Do people get problems with fragments getting handled poorly? With IPv4 intermediate fragmented or source fragment or IPv6 source fragments?

I read an article that said that fragmented IPv4 UDP (say) was not handled well at all in practice in the authors experience but I don't know where that was or how general it is.

I also heard some rumours that some firewalls do not react well to fragments. What is your experience?

They can I presume be too paranoid and just bin everything. I doubt they reassemble fragments, it would be very costly but without doing so I imagine they could get fooled. Perhaps a firewall should do a partial reassembly-like thing where it ensures that it at least gets the entirety of the first n bytes of an L3 SDU (ie L3 payload) so it can do its checks, either by assuming that fragmentation in the wrong place, a strange place, when fragment 1 is far too short, is an attack and so it then bins the whole thing. The alternative  would be reassembling/concatenation just enough stuff to get that n bytes together. I am not sure about the need for the latter option though, and it would probably rely on software so could present a DOS attack by eating up CPU time with cases that cannot be dealt with by offload hardware only in a system that has a lot of hardware assist.

Could an application designer just say that fragmentation is not the end of the world? More so in IPv6?

In IPv6, what on earth happens if your path MTU changes on the fly and you are source-fragmenting packets? There is a ‘what is supposed to happen’ and there is a ‘what does happen?’. A real case would be when a failover happens and this causes a change of path, through a reduced MTU.

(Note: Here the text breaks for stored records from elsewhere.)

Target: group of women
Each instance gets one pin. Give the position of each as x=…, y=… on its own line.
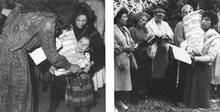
x=196, y=78
x=32, y=24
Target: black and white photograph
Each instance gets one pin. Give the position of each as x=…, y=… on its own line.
x=166, y=55
x=52, y=56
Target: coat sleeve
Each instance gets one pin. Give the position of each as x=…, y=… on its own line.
x=212, y=52
x=47, y=41
x=179, y=35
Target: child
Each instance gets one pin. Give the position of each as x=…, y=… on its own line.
x=78, y=97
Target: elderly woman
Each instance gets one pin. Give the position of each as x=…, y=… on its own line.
x=179, y=35
x=123, y=44
x=157, y=26
x=139, y=33
x=179, y=38
x=28, y=27
x=198, y=78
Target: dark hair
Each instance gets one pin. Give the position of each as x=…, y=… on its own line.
x=85, y=9
x=139, y=15
x=122, y=11
x=212, y=15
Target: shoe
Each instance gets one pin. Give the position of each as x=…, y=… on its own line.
x=123, y=106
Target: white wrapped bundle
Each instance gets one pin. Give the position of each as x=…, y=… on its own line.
x=69, y=44
x=194, y=33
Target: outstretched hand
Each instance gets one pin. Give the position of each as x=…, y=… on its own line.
x=75, y=69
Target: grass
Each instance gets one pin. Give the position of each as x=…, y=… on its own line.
x=163, y=98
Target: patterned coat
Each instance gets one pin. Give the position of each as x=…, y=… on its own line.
x=23, y=32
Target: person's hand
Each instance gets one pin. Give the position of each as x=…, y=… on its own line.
x=128, y=49
x=75, y=69
x=196, y=53
x=149, y=37
x=87, y=68
x=121, y=67
x=118, y=50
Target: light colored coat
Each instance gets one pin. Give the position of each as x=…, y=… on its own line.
x=211, y=50
x=159, y=54
x=122, y=76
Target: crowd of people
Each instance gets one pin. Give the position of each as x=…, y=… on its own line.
x=142, y=56
x=31, y=24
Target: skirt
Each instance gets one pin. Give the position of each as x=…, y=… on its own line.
x=77, y=95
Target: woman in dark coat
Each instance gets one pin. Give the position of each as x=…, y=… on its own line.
x=28, y=27
x=141, y=77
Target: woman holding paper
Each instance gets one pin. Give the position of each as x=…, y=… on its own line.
x=198, y=79
x=123, y=45
x=141, y=77
x=28, y=27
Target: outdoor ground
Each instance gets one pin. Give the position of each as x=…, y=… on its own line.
x=164, y=98
x=44, y=100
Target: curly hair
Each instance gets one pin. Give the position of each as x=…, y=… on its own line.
x=212, y=16
x=122, y=11
x=85, y=9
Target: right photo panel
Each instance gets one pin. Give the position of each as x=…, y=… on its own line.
x=166, y=55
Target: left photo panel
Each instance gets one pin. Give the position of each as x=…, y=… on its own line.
x=52, y=56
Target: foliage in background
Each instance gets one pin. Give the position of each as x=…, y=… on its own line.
x=172, y=7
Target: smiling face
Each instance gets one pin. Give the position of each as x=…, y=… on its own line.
x=81, y=21
x=186, y=11
x=159, y=17
x=83, y=44
x=205, y=23
x=142, y=22
x=123, y=20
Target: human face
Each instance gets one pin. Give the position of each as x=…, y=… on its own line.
x=83, y=44
x=205, y=23
x=142, y=22
x=80, y=21
x=123, y=20
x=159, y=17
x=186, y=11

This is one of the things putting me off going for 3G failover from DSL - MTU reduction on the fly. - was discussed in an earlier thread. I could fix it by reducing MTU all the time, seems a bit harsh. I could just test it, and possibly then ignore the issue of fragmentation.

aesmith:
One of the SIP providers that we use requires so many headers that an outbound INVITE ends up exceeding the size of a normal UDP packet.  Out of interest I just dug out an existing capture and these are in fact fragmented at the IP level, logically one single UDP length 1518 but sent as two IP packets of lengths 1500 and 58.

Weaver:
It seems to me that when fragmenting the fragments should be such that they are roughly if equal sizes, as long as the first one is long enough to contain all the salient L4 (and some L7?) header info for the benefit of firewalls. The reason for making them roughly equal length is to minimise the maximum probability of packet loss due to corruption. I can't see any point at all in having small final fragments.

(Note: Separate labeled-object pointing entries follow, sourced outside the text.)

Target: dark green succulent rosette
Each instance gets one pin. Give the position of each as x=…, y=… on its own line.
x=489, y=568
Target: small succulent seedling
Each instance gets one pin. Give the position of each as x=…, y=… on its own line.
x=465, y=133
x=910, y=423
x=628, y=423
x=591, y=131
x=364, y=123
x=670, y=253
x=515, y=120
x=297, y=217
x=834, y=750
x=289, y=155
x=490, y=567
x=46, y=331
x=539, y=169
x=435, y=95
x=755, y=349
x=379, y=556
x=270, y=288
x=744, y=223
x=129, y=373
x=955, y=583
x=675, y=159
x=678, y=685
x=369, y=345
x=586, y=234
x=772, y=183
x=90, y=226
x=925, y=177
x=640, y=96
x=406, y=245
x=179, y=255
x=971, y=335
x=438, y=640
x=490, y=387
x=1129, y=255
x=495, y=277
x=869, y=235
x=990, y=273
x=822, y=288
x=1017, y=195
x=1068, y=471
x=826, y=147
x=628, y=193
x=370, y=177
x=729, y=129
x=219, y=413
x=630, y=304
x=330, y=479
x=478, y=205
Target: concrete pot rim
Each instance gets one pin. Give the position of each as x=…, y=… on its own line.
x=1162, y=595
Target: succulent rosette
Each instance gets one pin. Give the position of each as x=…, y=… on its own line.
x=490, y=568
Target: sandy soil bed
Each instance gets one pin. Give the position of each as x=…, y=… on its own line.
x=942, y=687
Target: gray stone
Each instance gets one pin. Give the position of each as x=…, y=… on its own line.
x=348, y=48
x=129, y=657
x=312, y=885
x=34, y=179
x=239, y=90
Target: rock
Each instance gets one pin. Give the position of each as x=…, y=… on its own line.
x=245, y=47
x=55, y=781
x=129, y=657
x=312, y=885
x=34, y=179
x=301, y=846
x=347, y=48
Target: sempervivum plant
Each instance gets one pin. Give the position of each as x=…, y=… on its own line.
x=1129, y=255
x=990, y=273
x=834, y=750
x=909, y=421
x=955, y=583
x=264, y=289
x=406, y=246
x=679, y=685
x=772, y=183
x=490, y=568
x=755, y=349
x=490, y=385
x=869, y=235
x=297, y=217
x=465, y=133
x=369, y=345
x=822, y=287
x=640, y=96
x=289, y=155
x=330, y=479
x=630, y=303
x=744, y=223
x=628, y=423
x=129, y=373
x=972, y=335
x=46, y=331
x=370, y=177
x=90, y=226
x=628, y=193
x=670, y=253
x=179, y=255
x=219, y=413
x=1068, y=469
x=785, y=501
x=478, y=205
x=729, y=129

One really nice thing would be to have a quantisation option for routers, so that you could say that non-final fragments must always be h + c n bytes long (IP PDU length) and this could used to hit the ATM cell payload optimal efficiency sizings, with c = 48 and h = the total overhead size added on below IP, which is 32 for me.

petef:
This is going back a few years but I diagnosed a problem with NFS where a small amount of data got zeroed. The IP packets were fragmented, some were going missing and the reassembly did not flag the gaps. My solution was to reduce the NFS buffer size so that (with overhead) it fitted in the MTU.

Weaver:
@petef that is horrible. Where were the fragments getting lost?